Figuur 1: Confocale beeldvorming lost autofluorescerende biomarkers van de NSC-activeringstoestand op. (A-B) qNSC's (paars) en aNSC's (zwart) werden afgebeeld met dezelfde belichting op een confocale microscoop (rood; Ex. 405 nm, Em 580-620 nm) en geanalyseerd op het aantal PAF (N = 3, Mann-Whitney-test, gemiddelde ± SD). Witte stippellijnen geven de rand van de cel aan en blauwe stippellijnen geven kernen aan. (C) Autofluorescentie in dezelfde qNSC werd afgebeeld met behulp van verschillende excitatie- en emissieomstandigheden, zoals aangegeven in de figuur, met hetzelfde laservermogen en -versterking. Schaal balken: 10 μm. **** p < 0,0001. Klik hier om een grotere versie van deze figuur te bekijken.

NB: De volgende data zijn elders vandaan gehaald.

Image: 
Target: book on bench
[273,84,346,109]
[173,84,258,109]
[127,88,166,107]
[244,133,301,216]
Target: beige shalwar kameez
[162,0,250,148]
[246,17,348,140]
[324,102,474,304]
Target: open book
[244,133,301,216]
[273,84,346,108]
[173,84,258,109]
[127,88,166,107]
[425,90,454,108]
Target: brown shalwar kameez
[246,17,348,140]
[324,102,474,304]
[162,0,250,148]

Figuur 2: FACS kan verrijken voor de NSC-activeringstoestand. (AC) qNSC's, aNSC's of een qNSC's: aNSC's-mix (1:1) werden gedurende 1 uur behandeld met EdU, getrypsiniseerd en vervolgens geanalyseerd door flowcytometrie (bijv. 405 nm, Em: 580-620 nm). Mengcellen (1:1) werden vervolgens door FACS gesorteerd op cellen met een lage of hoge autofluorescentie, geplateerd en geanalyseerd op proliferatie door het percentage cellen te meten dat EdU+ was. Willekeurige eenheden wordt afgekort als "A.U." (N = 4, tweezijdige ANOVA met post hoc Tukey's test, gemiddelde ± SD). p < 0,0001. Klik hier om een grotere versie van deze figuur te bekijken.

Figuur 3: Beeldvorming van de levensduur van multifotonfluorescentie onthult biomarkers van de NSC-activeringstoestand. (A) Schematische weergave van curve-passende analyse van de verkregen FLIM-gegevens. (B) Kanaal 1 en Kanaal 2 FLIM-metingen, inclusief de waarden voor intensiteit, gemiddelde levensduur (Tm) en fractionele bijdrage (α1) voor qNSC (paars) en aNSC (zwart) gegevens (n = 501 cellen, tweezijdige logistische regressie, gegeneraliseerd lineair model). (C) Operatorcurve van de ontvanger die een logistisch regressiemodel aantoont dat is gegenereerd met behulp van de intensiteit van kanaal 1, α1, τ1, τ2 en kanaal 2, α1, τ1, τ2 om NSC's te classificeren als aNSC's of qNSC's. p < 0,001. Klik hier om een grotere versie van deze figuur te bekijken.
Tabel 1: Media en oplossingen. Recepten voor alle oplossingen die in dit protocol worden gebruikt. Klik hier om deze tabel te downloaden.
Tabel 2: Voorbeeldgegevens. Representatieve qNSC- en aNSC FLIM-gegevens voor autofluorescentie via kanaal 1 en kanaal 2. Klik hier om deze tabel te downloaden.
Aanvullend bestand 1: manual_segmentation.cpproj Klik hier om dit bestand te downloaden.
Aanvullend bestand 2: R_ASCtoTIFF.rmd Klik hier om dit bestand te downloaden.
Aanvullend bestand 3: test_key Klik hier om dit bestand te downloaden.
Aanvullend bestand 4: Integreer vervalmatrices en cytoplasmatische maskers.rmd Klik hier om dit bestand te downloaden.
Aanvullend bestand 5: autofluorescentie FLIM data.rmd Klik hier om dit bestand te downloaden.